Software Shift: Positive Pain
Last October, Kova elected to change course on its corporate software program to EFC Systems, which included the FieldAlytics module for managing the precision division. DuMond describes the process of converting 20 years of data as “hellacious,” but nearly six months in, he and his team are reaping the benefits.
“We switched GIS software platforms, modified our internal procedures, and re-wrote many of our equations to try to match up with our growers’ needs for the future,” says DuMond. “We are gambling that the farmer of the future will realize our commitment, and value our particular approach to his fertility plans.”
He describes the software as “very efficient,” in particular with billing and moving and storing data through a cloud-hosted system. “We’re very comfortable we made the right choice,” says DuMond. It’s also leading Kova to phase out other software platforms to further streamline the system.
The system does afford grower-customers a peek at data via a dashboard, but DuMond says they have not pushed that aspect out very far. Loading down customers with excessive, out-of-context data actually leads more often to paralysis than action, he notes.
“I think we are working in a data overload industry,” says DuMond. “Some of the best decisions that get made are developed when we apply a full analysis and provide options A, B, or C for the farmer to choose from. When you open up the entire trough of information, more often than not nothing gets done.”
NextGPS additionally offers a glimpse of data through a dashboard generated by Mavrx. “We have two or three growers that have access, but they almost never use it,” says DuMond. That said, as younger generations return to the farm and interest in data grows, NextGPS will be ready to meet these demands.
Besides fostering continuous improvement and providing a regular avenue of discussion with farmer customers, a variable-rate nutrient regimen itself is a relationship-building experience that paves the way for improved customer loyalty.
“There are not many farmers who have not been exposed to it at this point, so when you’re working with them on variable rate prescriptions, it is business that is generally not up for bid every year,” says DuMond. “Data drives a lot of relationships with folks that we have worked with for many years. Usually, these customers’ acres stay with us year in and out. A lot of those doing conventional spreading are ‘shop-arounders,’ the kind that gravitate towards an FBN and the lowest price.”

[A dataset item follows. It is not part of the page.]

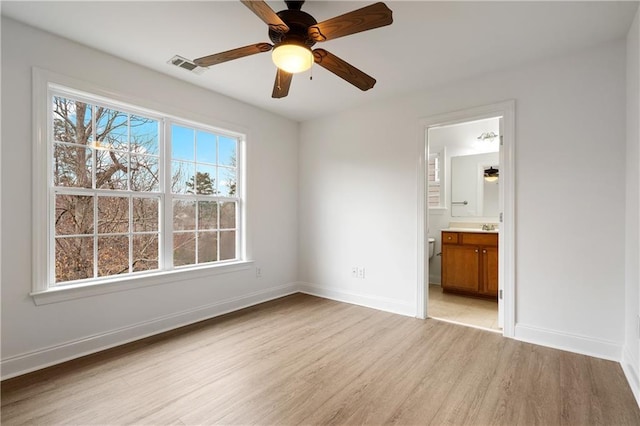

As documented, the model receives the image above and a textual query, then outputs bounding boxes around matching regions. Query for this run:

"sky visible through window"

The loyalty aspect became even more apparent through the recent downturn in the farm economy. “Farmers did not abandon variable-rate, they just flattened it down,” says DuMond. “As budgets shrunk in the past couple years, farmers have generally stayed convinced that VRA fertilizer applications were a correct decision, although most have reduced rates by using a ‘budget plan’ that does not aggressively build levels as much as we would if the farmer’s financial situation could stand it. Farmers seem to understand that fertility is a long term process, and a year or two on a reduced diet won’t drastically reduce their yields beyond a tolerable level.”

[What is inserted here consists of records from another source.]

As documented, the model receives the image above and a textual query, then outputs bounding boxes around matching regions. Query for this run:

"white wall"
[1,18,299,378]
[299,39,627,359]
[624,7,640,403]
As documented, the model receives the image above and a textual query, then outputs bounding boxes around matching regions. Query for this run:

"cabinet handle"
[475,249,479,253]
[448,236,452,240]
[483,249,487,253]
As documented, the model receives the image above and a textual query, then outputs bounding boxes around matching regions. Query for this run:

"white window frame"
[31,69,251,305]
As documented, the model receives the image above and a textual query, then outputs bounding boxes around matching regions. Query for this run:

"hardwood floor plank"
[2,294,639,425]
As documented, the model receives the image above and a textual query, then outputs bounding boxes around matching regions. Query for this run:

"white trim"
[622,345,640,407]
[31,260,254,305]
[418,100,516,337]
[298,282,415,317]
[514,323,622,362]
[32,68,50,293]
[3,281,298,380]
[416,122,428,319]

As a builder of business, customer loyalty, and ongoing value, DuMond feels VRA provides a terrific foundation for NextGPS’ sustainability as a business.

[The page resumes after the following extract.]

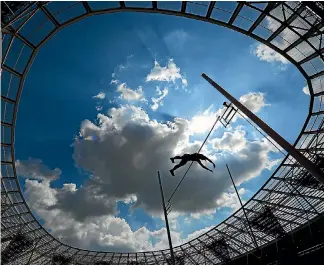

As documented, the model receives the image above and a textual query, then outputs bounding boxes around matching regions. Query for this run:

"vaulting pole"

“We are convinced that an input supplier can, if properly motivated and compensated, provide impartial plans for our growers that are every bit as good as, or better than, ‘outside consultants’ that profess to be independent of a sales motive,” asserts DuMond. “In many cases, we feel that our advice is possibly even superior, since we probably know more about the farmer’s fields than anyone else, possibly even the farmer!”